A question about existence of derivative of function at Zero
The question linked above inspires another question.
- $f:\mathbb R\to\mathbb R$ is assumed to be continuous everywhere.
- It is assumed to be differentiable at all points besides $0.$
- It is assumed that $\displaystyle\lim_{x\to0} f'(x)$ exists in $\mathbb R.$
The question was whether $f'(0)$ exists and is equal to that limit. A posted affirmative answer used L'Hopital's rule, and another used the mean value theorem directly. Either of those relies on the gaplessness of the real line.
Can an affirmative answer be proved without completeness? Could it be proved, for example, in the field of rational numbers? If not, what would be a counterexample in $\mathbb Q$?
Completeness in the image is not an issue, but something of this type is needed in the domain, or, alternatively a condition on absolute continuity.
As an example take for $f$ the Cantor function (defined first on $[0,1]$, then periodically continued to a continuous function on ${\Bbb R}$). It has derivative 0 a.e. but has infinite derivative at 0.

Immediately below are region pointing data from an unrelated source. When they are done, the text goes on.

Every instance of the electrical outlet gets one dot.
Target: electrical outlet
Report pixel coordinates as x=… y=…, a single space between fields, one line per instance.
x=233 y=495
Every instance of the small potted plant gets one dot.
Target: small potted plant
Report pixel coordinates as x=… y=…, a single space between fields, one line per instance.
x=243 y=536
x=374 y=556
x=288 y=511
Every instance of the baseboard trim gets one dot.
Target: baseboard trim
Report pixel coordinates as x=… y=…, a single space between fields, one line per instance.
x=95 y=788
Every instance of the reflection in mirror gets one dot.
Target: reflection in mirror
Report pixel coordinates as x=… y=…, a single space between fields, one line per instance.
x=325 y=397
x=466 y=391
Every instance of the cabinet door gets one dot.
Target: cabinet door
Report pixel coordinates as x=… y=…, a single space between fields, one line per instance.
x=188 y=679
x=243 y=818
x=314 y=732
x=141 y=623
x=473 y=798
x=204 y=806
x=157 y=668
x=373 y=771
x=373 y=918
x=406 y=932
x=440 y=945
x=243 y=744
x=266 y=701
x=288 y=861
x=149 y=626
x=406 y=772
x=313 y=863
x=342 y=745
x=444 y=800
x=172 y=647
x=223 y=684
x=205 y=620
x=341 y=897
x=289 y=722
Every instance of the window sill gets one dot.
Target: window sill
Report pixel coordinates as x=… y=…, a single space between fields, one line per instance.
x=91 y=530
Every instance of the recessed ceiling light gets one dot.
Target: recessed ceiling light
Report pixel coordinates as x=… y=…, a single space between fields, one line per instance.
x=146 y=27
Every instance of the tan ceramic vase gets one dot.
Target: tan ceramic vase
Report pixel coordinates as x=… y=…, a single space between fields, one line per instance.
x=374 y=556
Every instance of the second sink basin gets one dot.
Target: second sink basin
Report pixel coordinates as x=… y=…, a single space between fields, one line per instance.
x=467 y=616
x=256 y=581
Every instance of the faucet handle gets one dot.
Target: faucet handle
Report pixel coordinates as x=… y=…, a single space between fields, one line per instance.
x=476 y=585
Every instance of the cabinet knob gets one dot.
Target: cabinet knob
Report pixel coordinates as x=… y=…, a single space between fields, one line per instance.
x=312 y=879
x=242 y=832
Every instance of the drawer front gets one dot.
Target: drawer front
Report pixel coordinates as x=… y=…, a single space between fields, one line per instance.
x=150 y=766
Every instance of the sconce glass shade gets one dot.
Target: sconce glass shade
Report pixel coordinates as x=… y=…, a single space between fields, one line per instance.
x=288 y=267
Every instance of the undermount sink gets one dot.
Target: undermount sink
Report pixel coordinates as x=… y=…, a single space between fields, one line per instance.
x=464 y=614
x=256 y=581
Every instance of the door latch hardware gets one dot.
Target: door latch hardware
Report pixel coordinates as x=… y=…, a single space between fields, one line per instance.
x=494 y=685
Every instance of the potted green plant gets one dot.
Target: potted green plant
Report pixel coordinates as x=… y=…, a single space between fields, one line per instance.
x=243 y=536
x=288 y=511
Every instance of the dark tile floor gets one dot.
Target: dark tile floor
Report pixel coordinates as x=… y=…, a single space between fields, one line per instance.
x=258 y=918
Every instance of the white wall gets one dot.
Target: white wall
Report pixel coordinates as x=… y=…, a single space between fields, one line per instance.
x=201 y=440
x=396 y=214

Put in another way, let $C$ be the periodically continued Cantor set in ${\Bbb R}$ and set $U={\Bbb R}\setminus C$ which is open, dense and of full Lebesgue measure. Then, $f:{\Bbb R} \rightarrow {\Bbb R}$ is continuous, $f$ restricted to $K=U\cup\{0\}$ has derivative zero everywhere except at zero where it is infinity. Restricting to the set $K\cap {\Bbb Q}$ which is dense in ${\Bbb Q}$ you (almost) get a counterexample as asked for in the last question.
A more constructive result: If $f$ is absolutely continuous, then it is the integral of its derivative (see e.g. Royden, Real Analysis, Chap 5 sect 4) so the mean value theorem holds [whence the wanted result].
In particular if $f$ is locally Lipschitz continuous (which implies abs cont) and $|f'|\leq M$ a.e. then $f$ is in fact $M$-Lipschitz.